The Address notes that budget policy should be based on the imperatives of improving citizens’ quality of life, creating the conditions for positive structural changes in the social and economic spheres, achieving macroeconomic balance and making public finance management more efficient and transparent.
Consistent effort to bring down the inflation rate must also remain a priority for the Government.
The Address notes that the Government’s work on budget policy development and implementation should include action in the following areas:
First, ensuring a national balanced budget in the long term. State spending strategy should be based not on the current situation on raw materials markets, but on long-term trends.
Second, the policy of putting extra budget revenue arising from the favourable situation on raw materials markets into the Stabilisation Fund should be continued. Money over and above the Stabilisation Fund’s basic volume should be used exclusively to replace external sources of financing the budget deficit and (or) to pay off the state’s foreign debt ahead of schedule.
At the same time, a clear distinction should be made between the money accumulated in the Stabilisation Fund to minimise the negative impact of a fall in oil prices (the reserve fund), and the resources accumulated over and above this volume (the Future Generations’ Fund). The size of the reserve fund should be set as a percentage of GDP.
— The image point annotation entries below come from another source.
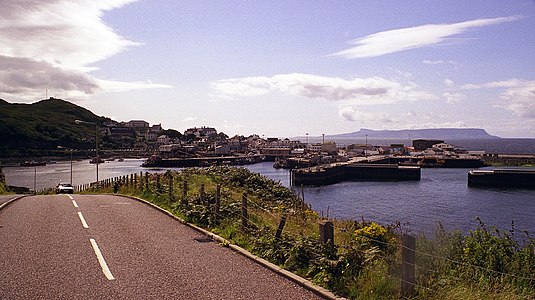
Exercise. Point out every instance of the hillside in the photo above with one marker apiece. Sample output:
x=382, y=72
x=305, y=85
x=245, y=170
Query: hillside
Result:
x=435, y=133
x=44, y=125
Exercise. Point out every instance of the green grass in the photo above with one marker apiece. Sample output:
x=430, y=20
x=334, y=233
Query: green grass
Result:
x=354, y=267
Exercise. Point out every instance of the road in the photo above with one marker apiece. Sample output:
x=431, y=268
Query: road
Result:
x=5, y=198
x=110, y=247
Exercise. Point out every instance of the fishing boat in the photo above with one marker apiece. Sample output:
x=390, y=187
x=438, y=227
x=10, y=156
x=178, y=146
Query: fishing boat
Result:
x=96, y=160
x=32, y=163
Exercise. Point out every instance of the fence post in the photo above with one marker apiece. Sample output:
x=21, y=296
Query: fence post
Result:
x=244, y=215
x=170, y=188
x=326, y=232
x=217, y=204
x=201, y=197
x=408, y=263
x=146, y=180
x=281, y=227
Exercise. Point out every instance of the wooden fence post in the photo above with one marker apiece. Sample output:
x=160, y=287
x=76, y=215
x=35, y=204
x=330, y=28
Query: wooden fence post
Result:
x=201, y=196
x=217, y=204
x=146, y=180
x=326, y=232
x=244, y=215
x=185, y=193
x=408, y=263
x=281, y=227
x=170, y=188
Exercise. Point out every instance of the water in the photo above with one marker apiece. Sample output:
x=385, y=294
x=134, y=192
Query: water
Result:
x=503, y=145
x=441, y=195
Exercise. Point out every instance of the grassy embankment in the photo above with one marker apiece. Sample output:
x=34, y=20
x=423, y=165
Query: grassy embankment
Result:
x=364, y=262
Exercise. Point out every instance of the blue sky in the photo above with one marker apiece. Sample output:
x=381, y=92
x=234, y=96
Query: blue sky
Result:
x=278, y=69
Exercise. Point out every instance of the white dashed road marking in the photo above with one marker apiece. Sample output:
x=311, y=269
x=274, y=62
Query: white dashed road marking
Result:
x=84, y=223
x=101, y=260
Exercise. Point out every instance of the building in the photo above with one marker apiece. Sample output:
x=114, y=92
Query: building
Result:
x=163, y=140
x=136, y=124
x=119, y=132
x=201, y=132
x=421, y=145
x=151, y=135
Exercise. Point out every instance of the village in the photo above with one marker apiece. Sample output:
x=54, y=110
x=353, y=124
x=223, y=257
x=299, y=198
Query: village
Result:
x=205, y=145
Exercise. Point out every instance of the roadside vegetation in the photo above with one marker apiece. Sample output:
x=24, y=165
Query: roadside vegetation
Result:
x=364, y=262
x=3, y=189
Medium-term financial planning should play a more important part. From next year the federal budget will need to be approved by law for the medium term (2008–2010).
One further task is Russia’s effective participation in international community initiatives to relieve the debt burden on the poorest countries.
Reorganising and increasing the capitalisation of specialised state investment institutions in order to support the export of goods, import of technology and provide long-term financing for major investment projects is also an important task.